Robert Dietz says you can count him as among those who believe the geography of housing demand is being changed by the pandemic and the resulting recession. He also thinks some of the changes will endure beyond the dual crises.
Dietz, chief economist of the National Association of Homebuilders (NAHB) says the changes aren't solely the result of what has happened this year, but a continuing evolution of the market due to already existing factors. "Declining housing affordability in high-density markets were due to limited resale inventory and insufficient levels of home building. The impact of COVID-19 on prospective home buyer concerns and preferences have accelerated these changes." He says, for example, that the virus itself is creating a competitive disadvantage for residences that require an elevator or utilize a great deal of common space.

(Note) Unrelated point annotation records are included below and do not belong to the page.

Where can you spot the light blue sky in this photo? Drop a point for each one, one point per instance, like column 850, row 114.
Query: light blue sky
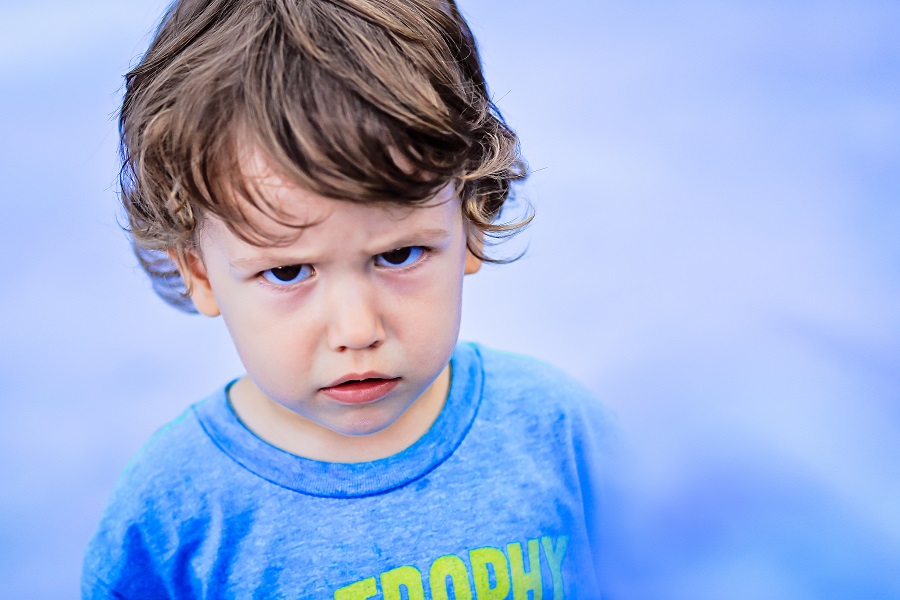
column 716, row 254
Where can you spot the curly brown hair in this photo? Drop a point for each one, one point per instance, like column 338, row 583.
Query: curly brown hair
column 363, row 100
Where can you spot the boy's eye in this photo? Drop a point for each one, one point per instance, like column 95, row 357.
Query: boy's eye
column 287, row 275
column 401, row 257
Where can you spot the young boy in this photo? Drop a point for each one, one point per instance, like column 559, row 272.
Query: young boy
column 322, row 173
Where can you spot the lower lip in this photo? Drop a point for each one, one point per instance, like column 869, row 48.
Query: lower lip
column 360, row 392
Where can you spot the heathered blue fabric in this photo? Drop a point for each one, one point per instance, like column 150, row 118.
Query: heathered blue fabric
column 488, row 504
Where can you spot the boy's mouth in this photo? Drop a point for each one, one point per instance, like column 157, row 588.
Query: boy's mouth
column 360, row 389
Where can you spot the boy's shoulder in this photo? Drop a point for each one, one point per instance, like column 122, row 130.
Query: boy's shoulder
column 171, row 466
column 538, row 386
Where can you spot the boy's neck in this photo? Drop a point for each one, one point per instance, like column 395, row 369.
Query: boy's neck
column 288, row 431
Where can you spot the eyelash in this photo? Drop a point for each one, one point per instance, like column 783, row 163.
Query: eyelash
column 420, row 253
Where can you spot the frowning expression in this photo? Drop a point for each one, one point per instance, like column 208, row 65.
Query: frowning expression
column 349, row 324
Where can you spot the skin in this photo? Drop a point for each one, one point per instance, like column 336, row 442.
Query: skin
column 351, row 310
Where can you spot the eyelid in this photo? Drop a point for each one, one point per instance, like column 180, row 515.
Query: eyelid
column 283, row 285
column 423, row 253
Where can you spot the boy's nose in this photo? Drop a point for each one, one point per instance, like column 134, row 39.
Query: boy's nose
column 355, row 323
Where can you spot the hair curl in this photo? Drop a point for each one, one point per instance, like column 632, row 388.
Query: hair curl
column 363, row 100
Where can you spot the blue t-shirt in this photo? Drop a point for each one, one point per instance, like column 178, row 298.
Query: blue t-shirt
column 496, row 500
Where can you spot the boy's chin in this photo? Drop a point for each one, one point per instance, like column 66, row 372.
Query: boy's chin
column 360, row 427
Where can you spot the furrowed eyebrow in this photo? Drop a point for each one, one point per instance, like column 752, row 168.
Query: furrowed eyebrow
column 428, row 235
column 266, row 259
column 432, row 234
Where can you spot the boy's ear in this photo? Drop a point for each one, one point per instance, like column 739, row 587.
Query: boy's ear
column 473, row 263
column 196, row 280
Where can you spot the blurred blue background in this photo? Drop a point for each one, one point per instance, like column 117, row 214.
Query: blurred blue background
column 716, row 254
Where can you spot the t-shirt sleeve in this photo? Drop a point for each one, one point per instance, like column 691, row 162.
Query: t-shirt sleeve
column 118, row 565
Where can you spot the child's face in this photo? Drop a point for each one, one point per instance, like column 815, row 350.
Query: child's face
column 364, row 292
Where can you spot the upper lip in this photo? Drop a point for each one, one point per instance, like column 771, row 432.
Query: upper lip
column 358, row 377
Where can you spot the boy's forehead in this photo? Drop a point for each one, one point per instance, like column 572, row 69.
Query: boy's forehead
column 281, row 210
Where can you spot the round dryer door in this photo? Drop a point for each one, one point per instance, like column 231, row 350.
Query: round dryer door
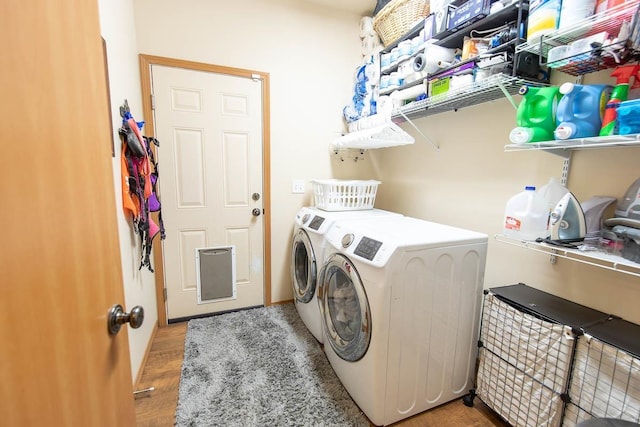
column 344, row 307
column 303, row 267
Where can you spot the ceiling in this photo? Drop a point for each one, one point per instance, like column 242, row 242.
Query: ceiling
column 360, row 7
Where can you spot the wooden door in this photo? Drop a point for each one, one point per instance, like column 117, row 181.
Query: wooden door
column 59, row 258
column 210, row 128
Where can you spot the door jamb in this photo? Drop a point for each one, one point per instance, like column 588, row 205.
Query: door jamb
column 145, row 81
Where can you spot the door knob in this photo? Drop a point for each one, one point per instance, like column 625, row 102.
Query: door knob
column 117, row 317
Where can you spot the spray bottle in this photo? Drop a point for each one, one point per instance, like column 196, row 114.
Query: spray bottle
column 536, row 116
column 620, row 93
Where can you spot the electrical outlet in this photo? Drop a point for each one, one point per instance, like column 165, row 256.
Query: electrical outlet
column 298, row 186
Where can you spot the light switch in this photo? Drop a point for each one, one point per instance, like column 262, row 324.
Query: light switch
column 298, row 186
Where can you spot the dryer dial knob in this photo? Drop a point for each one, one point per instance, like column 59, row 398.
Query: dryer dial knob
column 347, row 240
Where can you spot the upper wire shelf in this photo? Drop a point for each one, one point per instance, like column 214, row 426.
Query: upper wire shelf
column 600, row 58
column 492, row 88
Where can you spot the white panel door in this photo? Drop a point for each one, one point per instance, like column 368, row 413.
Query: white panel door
column 210, row 160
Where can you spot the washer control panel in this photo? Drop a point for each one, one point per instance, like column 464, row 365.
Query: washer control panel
column 316, row 222
column 367, row 248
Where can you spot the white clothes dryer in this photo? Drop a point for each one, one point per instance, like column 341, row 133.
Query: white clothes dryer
column 400, row 302
column 307, row 255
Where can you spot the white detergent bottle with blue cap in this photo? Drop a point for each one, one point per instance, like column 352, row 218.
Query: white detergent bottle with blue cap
column 525, row 215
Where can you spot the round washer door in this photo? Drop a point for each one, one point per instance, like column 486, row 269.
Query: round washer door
column 303, row 267
column 345, row 309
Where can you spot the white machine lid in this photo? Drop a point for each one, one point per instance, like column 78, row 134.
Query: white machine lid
column 318, row 221
column 375, row 242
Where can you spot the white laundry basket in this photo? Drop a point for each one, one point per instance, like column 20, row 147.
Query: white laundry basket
column 344, row 195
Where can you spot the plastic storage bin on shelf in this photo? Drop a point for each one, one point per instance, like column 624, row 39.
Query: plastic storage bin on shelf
column 344, row 195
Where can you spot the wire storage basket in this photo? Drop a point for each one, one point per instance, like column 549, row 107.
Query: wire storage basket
column 344, row 195
column 398, row 17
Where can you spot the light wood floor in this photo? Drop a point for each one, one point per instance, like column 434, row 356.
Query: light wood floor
column 162, row 371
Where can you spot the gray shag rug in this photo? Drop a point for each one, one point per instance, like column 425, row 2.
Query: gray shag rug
column 260, row 367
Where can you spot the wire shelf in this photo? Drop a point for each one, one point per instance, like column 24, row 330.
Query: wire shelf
column 600, row 58
column 563, row 147
column 594, row 258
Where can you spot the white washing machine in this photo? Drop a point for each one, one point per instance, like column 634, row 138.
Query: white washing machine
column 400, row 303
column 307, row 256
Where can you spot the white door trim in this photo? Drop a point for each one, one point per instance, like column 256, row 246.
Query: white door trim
column 146, row 61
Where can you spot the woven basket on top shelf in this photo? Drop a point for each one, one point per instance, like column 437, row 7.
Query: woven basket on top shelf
column 398, row 17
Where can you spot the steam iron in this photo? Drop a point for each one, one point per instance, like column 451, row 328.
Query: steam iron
column 567, row 221
column 629, row 206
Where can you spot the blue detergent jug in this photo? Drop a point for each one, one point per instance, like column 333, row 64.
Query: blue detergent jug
column 580, row 111
column 629, row 117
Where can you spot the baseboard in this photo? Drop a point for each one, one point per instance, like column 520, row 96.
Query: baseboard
column 289, row 301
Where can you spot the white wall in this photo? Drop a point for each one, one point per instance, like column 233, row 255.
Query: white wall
column 310, row 53
column 118, row 29
column 468, row 182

Dietz, writing in a column in Builder says some buyers are "voting with their feet", looking to purchase outside of urban areas because of a desire for more space and worries about congestion, but also due to "wariness" of city governance and taxes. At the same time, long commutes are not the downside they used to be. Research indicates that about 20 percent of the workforce will be able to spend the majority of their time working at home and about 10 percent will be allowed to totally telecommute. This will mean they can live anywhere with a reliable internet connection.
He says the shift is already becoming apparent with rents declining in high-density, low-affordability markets like New York and San Francisco. The declining demand for urban rentals may, as indicated by NAHB's Home Building Geography Index (HBGI), be hastening the expansion of home construction in low-density markets.
The second quarter HBGI shows the best performing economic region was small metro suburbs, which had an estimated growth rate in single-family construction of almost 3 percent, the only region that posted a year-over-year gain during the quarter. The worst performance was in the set of large metro urban core counties, which recorded an almost 17 percent year-over-year decline. Large metro suburbs and exurbs had decreases of just over and just under 9 percent, respectively, while small metro core counties, cities with populations under 1 million, shrunk by 6.o percent.
Dietz says the trend isn't limited to single-family construction. The multifamily sector fared better than expected in the first half of 2020, in part due to construction in outlying areas. While large metro areas host most apartment construction, the market share for multifamily permits for large metro cores and suburbs fell from 67 to 66 percent in the second quarter alone, a significant change as market shares tend to be stable over time.
He predicts that the introduction of a coronavirus vaccine will slow these changes and return some strength to urban core rental demand, but this recession will leave lasting impacts on where Americans live and work. "Single-family housing, townhouses, and garden-style multifamily units will prove to be more resilient during a public health crisis. In turn, these changes are boosting demand for new construction in lower-density markets."